Юу налетал на углы, Юу не соображал уже ничего; иногда понимал, что пространство меняется, что его пытаются перехватить, что химера догоняет пляской козьих копыт, но он что-то делал, он освобождался снова, он бежал дальше, блуждая в ужасных катакомбах выстроенных коридоров, он сбивал на пластиковую сколку ногти, он выковыривал теми камушки, пытался прорыть себе нору, разбивал лицо и колени…
А когда однажды, проплутав избитую вечность, попался вновь, когда ощутил, что руки плотно повязаны, ноги застряли, горло передавлено, и воздух не просто безвкусен, но и вовсе не поступает к нему — вот тогда безумие, перемигнувшись огнями лётной полосы, спало; фантомный арлекин щелкнул пальцами в синих шелковых перчатках молодого жокея, упали к ногам розы и кролики, и все планетные туманности, пышущие внутри налившихся глаз, разом развеялись под бесчинствующим взрывом сверхновой, позволяя приподнять голову, сморгнуть провал, открыть рот и увидеть над собой…
Увидеть над собой…
Их.
Белые тряпки, черные перья, пустые глазницы, накрытые запотевшей тканью лица.

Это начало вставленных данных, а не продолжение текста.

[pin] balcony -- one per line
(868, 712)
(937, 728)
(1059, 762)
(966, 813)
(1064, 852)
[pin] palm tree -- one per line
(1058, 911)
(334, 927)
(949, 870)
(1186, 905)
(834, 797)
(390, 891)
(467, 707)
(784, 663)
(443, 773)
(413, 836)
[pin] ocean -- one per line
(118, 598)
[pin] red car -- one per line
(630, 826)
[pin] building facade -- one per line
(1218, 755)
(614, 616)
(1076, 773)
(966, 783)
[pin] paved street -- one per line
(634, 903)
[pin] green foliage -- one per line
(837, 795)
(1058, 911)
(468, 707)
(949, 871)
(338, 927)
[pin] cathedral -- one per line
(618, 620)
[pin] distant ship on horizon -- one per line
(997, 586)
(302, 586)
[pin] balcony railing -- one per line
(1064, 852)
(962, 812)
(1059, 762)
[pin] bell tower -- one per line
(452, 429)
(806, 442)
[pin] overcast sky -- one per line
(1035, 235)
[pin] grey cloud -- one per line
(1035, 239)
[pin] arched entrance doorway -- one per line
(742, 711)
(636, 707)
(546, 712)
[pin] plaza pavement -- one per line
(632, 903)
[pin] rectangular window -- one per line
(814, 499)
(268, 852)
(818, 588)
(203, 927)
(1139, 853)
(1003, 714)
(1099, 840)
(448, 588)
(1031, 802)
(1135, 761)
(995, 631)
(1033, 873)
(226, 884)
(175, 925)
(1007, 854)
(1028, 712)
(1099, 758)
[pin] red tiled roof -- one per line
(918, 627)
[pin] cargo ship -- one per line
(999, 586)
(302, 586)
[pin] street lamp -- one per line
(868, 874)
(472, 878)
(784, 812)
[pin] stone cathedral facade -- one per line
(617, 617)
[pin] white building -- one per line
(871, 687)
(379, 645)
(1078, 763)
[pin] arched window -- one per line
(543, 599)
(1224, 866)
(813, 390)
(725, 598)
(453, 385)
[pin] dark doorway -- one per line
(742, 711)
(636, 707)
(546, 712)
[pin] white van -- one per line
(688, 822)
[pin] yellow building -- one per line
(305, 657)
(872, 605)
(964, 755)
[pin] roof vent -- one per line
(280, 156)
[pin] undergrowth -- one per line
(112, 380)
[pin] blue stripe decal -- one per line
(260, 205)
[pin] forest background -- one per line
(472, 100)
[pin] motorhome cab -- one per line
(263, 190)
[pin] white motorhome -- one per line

Вороны, люди, шприцы, заклинания.
Холод на шкурах, холод в проеденных ветрами кишках. Визжащая, кричащая, отчаянная попытка отпрянуть, уйти. Следом — тонкая прямая игла в шею, в найденную облачно-голубым узором артерию, в забившийся в панике пульс: так быстро, так непредсказуемо, так безвозвратно и так жизненно просто, что не успелось ни отойти, ни вырваться, ни сообразить, ни отринуть.
Просто принять, просто ощутить, как инъекция вплывает в задумчиво приостановившуюся кровь, как захватывает под себя жидкую лимфу, как обдуряет доверчивые клетки, как шепчет им: — «Спите, спите…» — и все маленькие уродливые лошадки, переступающие с одного яблоневого копытца на другое, опускают отяжелевшие головы с соломенной гривой, дергают ушами, прикрывают треснувшие веки с длинными апрельскими ресницами, грустно ржут вослед желтой блинной луне, уносясь галопом смерти в горчичные поля, где ветра больше, чем под небом, и он — знаете? — немножечко бесплатнее.
Бесплатнее, да.
За спиной своей Юу еще слышал грохот сопротивления, шебуршание, взрывы грушевых косточек: там билась в оковах его пойманная химера, там рвался звериными когтями перекидной клоун, там с кровью брызгалось в небесный вымпел его имя, там пытались дотянуться руки, там жизнь желала перехватить и сохранить, но птицы-во́роны и белые халаты не позволяли оглянуться, не позволяли встать в полный надломанный рост, не позволяли двинуть ни одной конечностью.
Инъекция пила, инъекция усыпляла мятной ядовитой ромашкой о черных цветниках. Чужие руки отрывали от пола, перехватывали, учили летать, чтобы в последний путь, чтобы Икаром к солнцу, отпраздновать, увидеть своими глазами уродство юпитерской сатурналии…
Химера рычала.
Химера рычала, лошади, светясь сосульками грив, убегали к опустившемуся к колосьям небу, сверкали лоснистые бока, протаптывалась мягкая глинистая земля, сочились ручьи и лужи, а чей-то голос — хриплый клекот, знакомый молоточный стук, — удрученно качая головой, шептал:
— Ликвидировать. Теперь остается тебя только заморозить и ликвидировать, неудавшийся проект под названием «Юу»… Мне, право, очень жаль, что так вышло, но выбора иного ты нам не оставил. Прости нас за это, мальчик…
Прости.
========== Глава 9. All the pretty little horses ==========
Hush-a-bye, don’t you cry,
Go to sleepy, little baby.
When you wake, you shall have
All the pretty little horses.
Go to sleep, don’t you cry,
Rest your head upon the clover.
In your dreams, you shall ride
While your mummy watches over.
Coil
— Эй, тупица…
Аллен слышал его, этот чертов голос — знакомый, ржавый, как забившаяся мусором труба, громкий, ревущий не хуже, чем в саванне ревел солнечный баобабовый лев, но чего он от него хотел — понять при всём желании не мог.